About 65,000 homes, or 15 percent of the current supply, will be completed through 2017.

-By Zainab Fattah

German Property Hunger Prompting Riskier Loans, JLL Says

Source: Bloomberg / News

Investors are buying the most German commercial property in seven years and taking on riskier loans to finance the acquisitions.

German offices, shops, hotels and warehouses valued at 37.5 billion euros ($47 billion) will change hands this year, 22 percent more than in 2013 and the most since 2007, Jones Lang LaSalle Inc. said in a report released today. Banks surveyed by Chicago-based Jones Lang said that loan-to-value ratios on new deals widened to 69.5 percent in 2014 from 66.3 percent last year, and may reach 72.1 percent in 2015, indicating that borrowers and lenders are taking on more risk.

“Banks want to issue credit and are accepting lower margins amid competition,” Frank Poerschke, chief executive officer of Jones Lang’s German division, said at a Berlin press conference. Lending remains below the dangerous levels seen before the global recession, when bankers offered loans covering more than 90 percent of a property’s value. “We’re only seeing occasionally aggressive behavior on the risk side.”

Pension funds, insurers and private-equity firms are crowding into the German commercial-property market in a hunt for safe returns amid low borrowing costs that make investing in fixed-income markets less attractive. The year’s biggest deals were Patrizia Immobilien AG’s 1-billion-euro acquisition of the Leo I portfolio of offices in the state of Hesse, and the sale of Frankfurt’s Palais Quartier mall and hotel complex to Deutsche Bank AG (DBK)’s wealth management unit, Jones Lang said.

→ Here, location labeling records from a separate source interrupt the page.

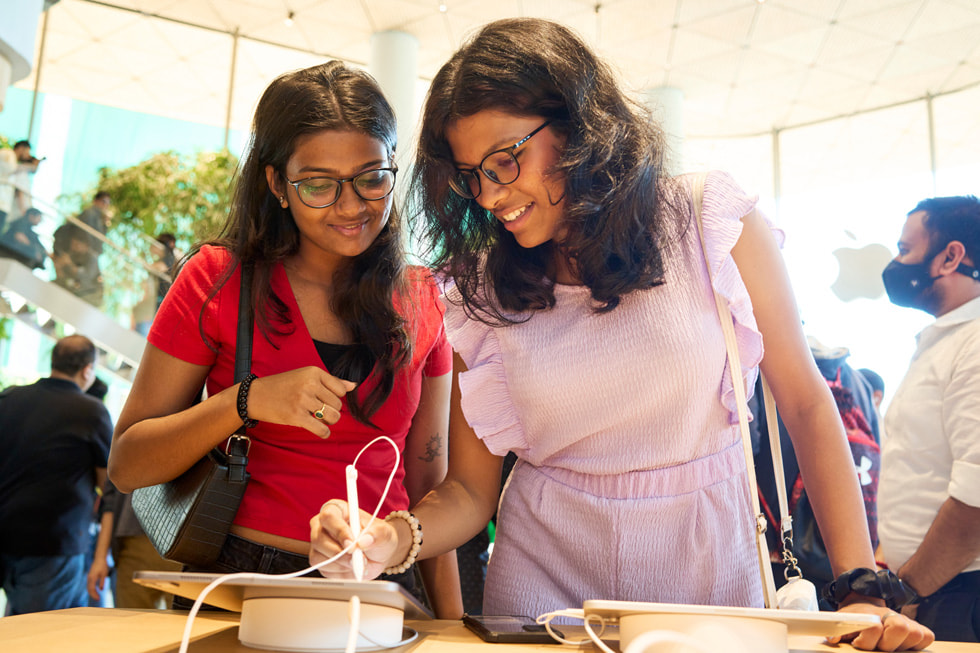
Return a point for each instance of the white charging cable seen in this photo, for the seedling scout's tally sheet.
(354, 612)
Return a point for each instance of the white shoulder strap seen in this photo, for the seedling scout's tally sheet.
(735, 369)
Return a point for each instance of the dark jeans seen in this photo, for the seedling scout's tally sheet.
(239, 554)
(953, 611)
(40, 583)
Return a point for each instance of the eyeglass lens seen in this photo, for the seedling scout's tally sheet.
(320, 192)
(499, 167)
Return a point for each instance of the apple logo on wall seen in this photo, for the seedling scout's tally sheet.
(859, 272)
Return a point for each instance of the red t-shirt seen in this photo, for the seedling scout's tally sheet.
(293, 472)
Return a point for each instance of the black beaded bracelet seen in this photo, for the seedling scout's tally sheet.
(881, 584)
(243, 401)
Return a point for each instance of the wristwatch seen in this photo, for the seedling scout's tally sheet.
(881, 584)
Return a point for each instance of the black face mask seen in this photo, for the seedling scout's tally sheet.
(905, 282)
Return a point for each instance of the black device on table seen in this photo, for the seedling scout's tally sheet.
(501, 629)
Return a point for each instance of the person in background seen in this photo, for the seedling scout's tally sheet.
(929, 498)
(21, 241)
(55, 442)
(170, 261)
(877, 385)
(588, 342)
(27, 165)
(349, 342)
(146, 308)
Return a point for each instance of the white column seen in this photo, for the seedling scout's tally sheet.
(667, 105)
(17, 32)
(394, 63)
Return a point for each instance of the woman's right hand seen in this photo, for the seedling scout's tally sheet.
(295, 397)
(330, 533)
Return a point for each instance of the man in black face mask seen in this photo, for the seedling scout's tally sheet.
(929, 492)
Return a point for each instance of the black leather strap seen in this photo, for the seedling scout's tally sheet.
(239, 443)
(881, 584)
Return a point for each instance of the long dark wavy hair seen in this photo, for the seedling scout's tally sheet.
(260, 232)
(614, 191)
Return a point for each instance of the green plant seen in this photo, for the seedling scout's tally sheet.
(187, 196)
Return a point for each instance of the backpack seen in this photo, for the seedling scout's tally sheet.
(808, 545)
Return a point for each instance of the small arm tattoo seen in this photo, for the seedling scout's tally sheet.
(433, 449)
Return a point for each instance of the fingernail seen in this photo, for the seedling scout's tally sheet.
(365, 541)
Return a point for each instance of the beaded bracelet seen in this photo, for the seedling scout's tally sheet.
(243, 401)
(413, 553)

Commercial investments may reach 40 billion euros in 2015, still below the 2007 record of 54.7 billion euros, the broker said.

Residential deals, which peaked in 2013 at 15.8 billion euros, will probably total 11 billion euros each this year and in 2015, according to Jones Lang. The largest housing transaction in 2014 was Deutsche Wohnen AG’s takeover of GSW Immobilien AG, valued at about 1.7 billion euros.